The room became so uncomfortable that Rich tried to get a round of Drather going on the school’s teachers, but Roxanne shut that down immediately. Toby opened his eyes. Rachel narrowed hers in a way that would have been imperceptible if everyone at the table hadn’t known they had just been arguing in the kitchen. They sat on opposite ends of the table, staring at each other while their guests grasped desperately for a neutral subject.
* * *
—
SAM ROTHBERG WAS everything Rachel wished Toby were: ambitious, successful, tall, at home among the wealthy. But he was also vain, vapid, superficial, ostentatious, an idiot bro who played in fantasy leagues. Sam Rothberg was all that Toby felt he needed to protect his family from. Sam Rothberg was who he pictured when Solly said he wanted to go to golf camp and Toby’s blood ran cold from the implications of this place where he lived inside but felt he existed outside—this place he was in but not of. His children were of it, though. He realized that now. They never stood a chance. What had he been thinking?
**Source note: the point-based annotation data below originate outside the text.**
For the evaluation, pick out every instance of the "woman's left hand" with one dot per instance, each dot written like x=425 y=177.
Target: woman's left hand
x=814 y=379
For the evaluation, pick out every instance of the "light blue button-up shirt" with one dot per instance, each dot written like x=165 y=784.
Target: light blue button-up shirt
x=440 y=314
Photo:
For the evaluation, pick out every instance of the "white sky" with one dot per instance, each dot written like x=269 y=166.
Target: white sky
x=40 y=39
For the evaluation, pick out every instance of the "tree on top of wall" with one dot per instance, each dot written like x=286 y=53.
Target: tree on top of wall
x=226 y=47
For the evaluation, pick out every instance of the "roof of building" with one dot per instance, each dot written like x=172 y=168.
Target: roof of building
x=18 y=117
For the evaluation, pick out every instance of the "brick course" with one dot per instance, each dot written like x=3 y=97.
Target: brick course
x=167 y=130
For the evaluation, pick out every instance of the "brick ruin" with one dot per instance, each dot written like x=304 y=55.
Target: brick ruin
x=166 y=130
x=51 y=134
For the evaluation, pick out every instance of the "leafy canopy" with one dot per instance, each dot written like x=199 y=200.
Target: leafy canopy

But while Toby was fighting the pull of this soft, stupid life, Rachel was opting into it on every level. He realized suddenly, looking at this dipshit’s Facebook page, that it wasn’t just more money and more success Rachel had wanted out of Toby. She wanted him to be a different person. She had outgrown him. She was ready to level up. She didn’t want to renovate Seventy-second Street. She wanted to move on up. She wanted Seventy-fifth Street. She wanted the Golden.
She’d been gunning
for him the whole time, he thought now. Did she orchestrate the entire misery of their lives just to get a divorce? Or wait. Unless. Unless unless unless unless unless unless unless. What if this had started before? It couldn’t have, right? The job at Fendant—but why? Why would a man try to get his lover’s husband a job at his own company? Why would she want him to work for her boyfriend? What kind of masochistic mindfuck was that? Or did they fall in love over the plotting of it? Or did they fall in love when he was finding her an apartment to live in? Or did he find her an apartment because they were in love? He closed his laptop as if that could make the questions stop.
So they, Toby and Rachel, they never stood a chance, either. Rachel—his beautiful, smart, successful wife—had dabbled in this world too much to be able to resist it. She had jumped into the pool and was wondering why she was so wet. Or no! She was not wondering! There was no more wondering. There hadn’t been any wondering for years. You couldn’t go to the private school without wishing you were one of them. You couldn’t go to buy a house in the Hamptons and then wonder who you were. You were one of them. How had he missed all of this? God, what an idiot he was.